Feature Subset Selection Method For An Effective Classification Based On Genetic Algorithm


Thesis Type: Postgraduate

Institution Of The Thesis: Gazi Üniversitesi, Fen Bilimleri Enstitüsü, Turkey

Approval Date: 2014

Student: SHİMA AFZALİ VAHED MOGHADDAM

Supervisor: OKTAY YILDIZ

Open Archive Collection: AVESIS Open Access Collection

Abstract:

Classification is one of the important methods commonly used in the Machine Learning and Data Mining. Feature selection technique has frequently used to improve the classification performance in the last decade. Feature selection has applied in wide variety of real world applications, such as text mining, bioinformatics and image analysis. Feature selection techniques within the data set can be classified as disposal of irrelevant attributes that adversely affect performance or the selection of important attributes. Thus, the performance of classifiers can be increased. In this study, a hybrid effective feature selection method is proposed based on genetic algorithm.
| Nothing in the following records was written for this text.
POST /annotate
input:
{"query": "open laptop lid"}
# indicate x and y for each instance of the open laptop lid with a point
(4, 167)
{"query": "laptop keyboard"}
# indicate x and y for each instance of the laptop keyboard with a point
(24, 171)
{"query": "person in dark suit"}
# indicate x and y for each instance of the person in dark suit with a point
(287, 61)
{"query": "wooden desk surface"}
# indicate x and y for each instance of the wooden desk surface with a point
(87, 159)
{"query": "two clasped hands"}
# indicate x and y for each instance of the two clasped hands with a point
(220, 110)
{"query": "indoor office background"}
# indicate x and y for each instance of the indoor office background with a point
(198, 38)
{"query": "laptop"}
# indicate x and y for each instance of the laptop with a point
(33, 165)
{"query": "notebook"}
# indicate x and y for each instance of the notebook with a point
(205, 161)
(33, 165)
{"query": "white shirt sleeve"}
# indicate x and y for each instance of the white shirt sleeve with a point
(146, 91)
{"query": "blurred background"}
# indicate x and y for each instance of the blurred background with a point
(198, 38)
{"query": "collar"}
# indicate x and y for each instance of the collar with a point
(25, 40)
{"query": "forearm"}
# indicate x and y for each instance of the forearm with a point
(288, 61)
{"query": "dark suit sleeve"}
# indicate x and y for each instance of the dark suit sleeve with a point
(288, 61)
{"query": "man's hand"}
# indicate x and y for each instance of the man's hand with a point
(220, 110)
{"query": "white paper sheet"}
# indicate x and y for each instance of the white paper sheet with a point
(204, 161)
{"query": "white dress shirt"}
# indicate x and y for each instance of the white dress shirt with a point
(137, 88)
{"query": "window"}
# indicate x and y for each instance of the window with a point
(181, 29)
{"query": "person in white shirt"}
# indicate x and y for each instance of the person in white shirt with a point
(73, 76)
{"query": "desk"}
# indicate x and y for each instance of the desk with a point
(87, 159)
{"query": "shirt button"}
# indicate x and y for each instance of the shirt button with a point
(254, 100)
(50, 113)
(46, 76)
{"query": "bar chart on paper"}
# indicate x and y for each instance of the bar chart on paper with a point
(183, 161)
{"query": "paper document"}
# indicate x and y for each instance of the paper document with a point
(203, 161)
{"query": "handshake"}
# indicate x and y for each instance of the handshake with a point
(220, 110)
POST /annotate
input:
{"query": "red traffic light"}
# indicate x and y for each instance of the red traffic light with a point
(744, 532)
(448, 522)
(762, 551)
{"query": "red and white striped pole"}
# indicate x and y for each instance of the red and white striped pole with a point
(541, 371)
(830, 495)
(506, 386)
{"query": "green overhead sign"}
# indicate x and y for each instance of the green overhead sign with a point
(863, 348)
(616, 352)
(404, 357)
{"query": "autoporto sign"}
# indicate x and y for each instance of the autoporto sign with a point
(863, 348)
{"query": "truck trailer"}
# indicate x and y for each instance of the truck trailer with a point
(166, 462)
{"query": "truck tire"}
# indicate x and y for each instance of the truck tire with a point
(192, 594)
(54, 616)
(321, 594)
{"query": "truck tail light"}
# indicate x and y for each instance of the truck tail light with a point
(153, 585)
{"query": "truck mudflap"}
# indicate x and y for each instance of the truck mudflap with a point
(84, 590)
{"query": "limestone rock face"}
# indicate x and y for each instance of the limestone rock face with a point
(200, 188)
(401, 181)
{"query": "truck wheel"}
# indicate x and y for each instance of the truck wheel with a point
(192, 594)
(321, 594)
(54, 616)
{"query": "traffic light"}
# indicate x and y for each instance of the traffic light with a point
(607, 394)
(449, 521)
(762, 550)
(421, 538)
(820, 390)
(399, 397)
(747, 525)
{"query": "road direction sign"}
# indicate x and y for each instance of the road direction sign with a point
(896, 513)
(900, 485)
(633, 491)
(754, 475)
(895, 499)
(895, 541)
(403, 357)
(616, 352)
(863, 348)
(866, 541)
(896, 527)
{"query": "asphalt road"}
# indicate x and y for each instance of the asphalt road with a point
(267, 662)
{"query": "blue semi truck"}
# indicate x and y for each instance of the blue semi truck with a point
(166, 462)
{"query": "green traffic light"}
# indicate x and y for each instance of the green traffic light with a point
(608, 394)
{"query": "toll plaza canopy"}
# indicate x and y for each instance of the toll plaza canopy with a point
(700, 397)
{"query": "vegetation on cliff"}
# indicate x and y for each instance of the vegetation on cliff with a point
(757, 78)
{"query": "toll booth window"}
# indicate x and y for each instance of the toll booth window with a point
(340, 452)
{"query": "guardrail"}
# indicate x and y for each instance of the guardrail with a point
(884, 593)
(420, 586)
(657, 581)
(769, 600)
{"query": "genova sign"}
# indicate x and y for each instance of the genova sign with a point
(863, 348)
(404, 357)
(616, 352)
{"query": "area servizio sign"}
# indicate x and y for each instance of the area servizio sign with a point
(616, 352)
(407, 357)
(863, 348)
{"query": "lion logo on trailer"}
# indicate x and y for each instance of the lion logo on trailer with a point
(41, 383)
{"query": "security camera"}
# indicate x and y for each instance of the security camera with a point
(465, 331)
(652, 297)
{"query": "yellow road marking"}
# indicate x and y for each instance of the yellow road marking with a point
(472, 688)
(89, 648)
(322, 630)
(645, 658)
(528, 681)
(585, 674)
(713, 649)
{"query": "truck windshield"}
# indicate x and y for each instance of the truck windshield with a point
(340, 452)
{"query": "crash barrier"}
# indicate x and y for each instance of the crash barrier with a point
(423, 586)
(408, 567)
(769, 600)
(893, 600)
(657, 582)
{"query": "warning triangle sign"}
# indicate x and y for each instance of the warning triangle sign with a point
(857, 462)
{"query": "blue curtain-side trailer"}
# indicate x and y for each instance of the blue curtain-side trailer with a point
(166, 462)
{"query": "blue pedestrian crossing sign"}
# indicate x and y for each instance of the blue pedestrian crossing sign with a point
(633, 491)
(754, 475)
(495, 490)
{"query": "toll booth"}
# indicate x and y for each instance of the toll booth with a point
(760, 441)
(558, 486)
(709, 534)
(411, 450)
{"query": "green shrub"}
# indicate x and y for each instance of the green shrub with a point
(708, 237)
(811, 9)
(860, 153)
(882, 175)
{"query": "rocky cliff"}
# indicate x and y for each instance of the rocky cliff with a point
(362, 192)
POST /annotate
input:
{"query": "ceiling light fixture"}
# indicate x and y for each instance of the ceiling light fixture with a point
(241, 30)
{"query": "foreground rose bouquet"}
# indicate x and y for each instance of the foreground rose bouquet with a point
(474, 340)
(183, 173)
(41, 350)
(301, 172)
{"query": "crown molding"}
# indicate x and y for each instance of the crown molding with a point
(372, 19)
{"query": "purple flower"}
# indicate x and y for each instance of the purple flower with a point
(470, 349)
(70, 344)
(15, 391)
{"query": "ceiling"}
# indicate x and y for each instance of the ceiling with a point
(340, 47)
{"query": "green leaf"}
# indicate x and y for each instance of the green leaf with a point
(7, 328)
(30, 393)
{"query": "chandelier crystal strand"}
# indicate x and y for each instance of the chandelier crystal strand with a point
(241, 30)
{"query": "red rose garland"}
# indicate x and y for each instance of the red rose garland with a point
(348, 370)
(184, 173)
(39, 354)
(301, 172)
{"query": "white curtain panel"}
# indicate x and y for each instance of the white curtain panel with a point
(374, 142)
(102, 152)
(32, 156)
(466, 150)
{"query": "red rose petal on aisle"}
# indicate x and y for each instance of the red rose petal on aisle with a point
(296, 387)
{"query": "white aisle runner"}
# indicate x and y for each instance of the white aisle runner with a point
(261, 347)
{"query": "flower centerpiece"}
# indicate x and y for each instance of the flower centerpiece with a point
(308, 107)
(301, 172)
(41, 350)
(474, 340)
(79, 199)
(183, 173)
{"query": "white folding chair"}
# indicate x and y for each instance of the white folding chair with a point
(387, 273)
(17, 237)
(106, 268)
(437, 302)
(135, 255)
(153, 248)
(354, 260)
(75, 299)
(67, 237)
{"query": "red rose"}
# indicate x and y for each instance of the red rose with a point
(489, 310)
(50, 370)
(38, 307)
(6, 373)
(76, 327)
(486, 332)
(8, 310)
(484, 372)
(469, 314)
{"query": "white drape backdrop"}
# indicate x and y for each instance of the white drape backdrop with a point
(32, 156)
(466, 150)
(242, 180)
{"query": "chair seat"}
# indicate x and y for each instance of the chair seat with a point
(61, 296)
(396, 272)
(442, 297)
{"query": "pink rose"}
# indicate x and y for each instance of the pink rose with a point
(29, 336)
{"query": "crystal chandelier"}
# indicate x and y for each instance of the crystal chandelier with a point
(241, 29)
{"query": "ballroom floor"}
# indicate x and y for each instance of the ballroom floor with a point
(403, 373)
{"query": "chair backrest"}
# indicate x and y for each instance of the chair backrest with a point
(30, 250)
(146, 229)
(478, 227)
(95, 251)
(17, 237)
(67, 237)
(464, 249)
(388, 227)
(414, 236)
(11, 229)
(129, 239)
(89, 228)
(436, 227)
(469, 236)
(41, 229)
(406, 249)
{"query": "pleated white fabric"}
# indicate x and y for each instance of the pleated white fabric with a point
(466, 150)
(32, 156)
This method was applied on 4 data sets that have commonly used in the literature. The proposed method consists of two steps. In the first stage, feature ranking methods were used to create feature pool. In the second stage, a genetic algorithm was used to select the proposed optimal subset of features with high classification performance. In this study, the genetic algorithm and four other different classification algorithms were used. The proposed method was applied on wisconsin diagnostic breast cancer (WDBC), Single proton emission computed tomography (SPECT) heart, Statlog heart and Wisconsin prognostic breast cancer (WPBC) data sets taken from the UCI and achieved effective feature selection with 100%, 91,25%, 96,29%, and 94,8276% classification accuracy, respectively.